DiffDetector

DiffDetector(max_diff=np.inf, direction='both')

Detect sudden shifts in data, irrespective of time axis.

Parameters

Name Type Description Default
max_diff float Maximum change threshold between consecutive points. np.inf
direction (both, positive, negative) Direction of change to detect. ‘positive’ detects only increases, ‘negative’ detects only decreases, ‘both’ detects changes in either direction. 'both'

See Also

GradientDetector : Similar functionality but considers actual time between data points.

Methods

Name Description
detect Detect anomalies
fit Set detector parameters based on data.
save Save a detector for later use.
validate Check that input data is in correct format and possibly adjust.

detect

DiffDetector.detect(data)

Detect anomalies

Parameters

Name Type Description Default
data Union[pd.Series, pd.DataFrame] Time series data with possible anomalies required

Returns

Name Type Description
pd.Series or pd.DataFrame Time series with bools, True == anomaly.

fit

DiffDetector.fit(data)

Set detector parameters based on data.

Parameters

Name Type Description Default
data Union[pd.Series, pd.DataFrame] Normal (non-anomalous) time series data for training.

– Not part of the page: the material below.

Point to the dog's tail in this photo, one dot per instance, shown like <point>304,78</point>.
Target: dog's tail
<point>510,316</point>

If DataFrame, must contain exactly one column required

Returns

Name Type Description
Self

save

DiffDetector.save(path)

Save a detector for later use.

Parameters

Name Type Description Default
path str or Path File path to save the detector to. required

validate

DiffDetector.validate(data)

Check that input data is in correct format and possibly adjust.

Parameters

Name Type Description Default
data pd.Series or pd.DataFrame Input data to validate. required

Returns

Name Type Description
pd.DataFrame Validated data.

Raises

Name Type Description
WrongInputDataTypeError If data is not a pd.Series or pd.DataFrame.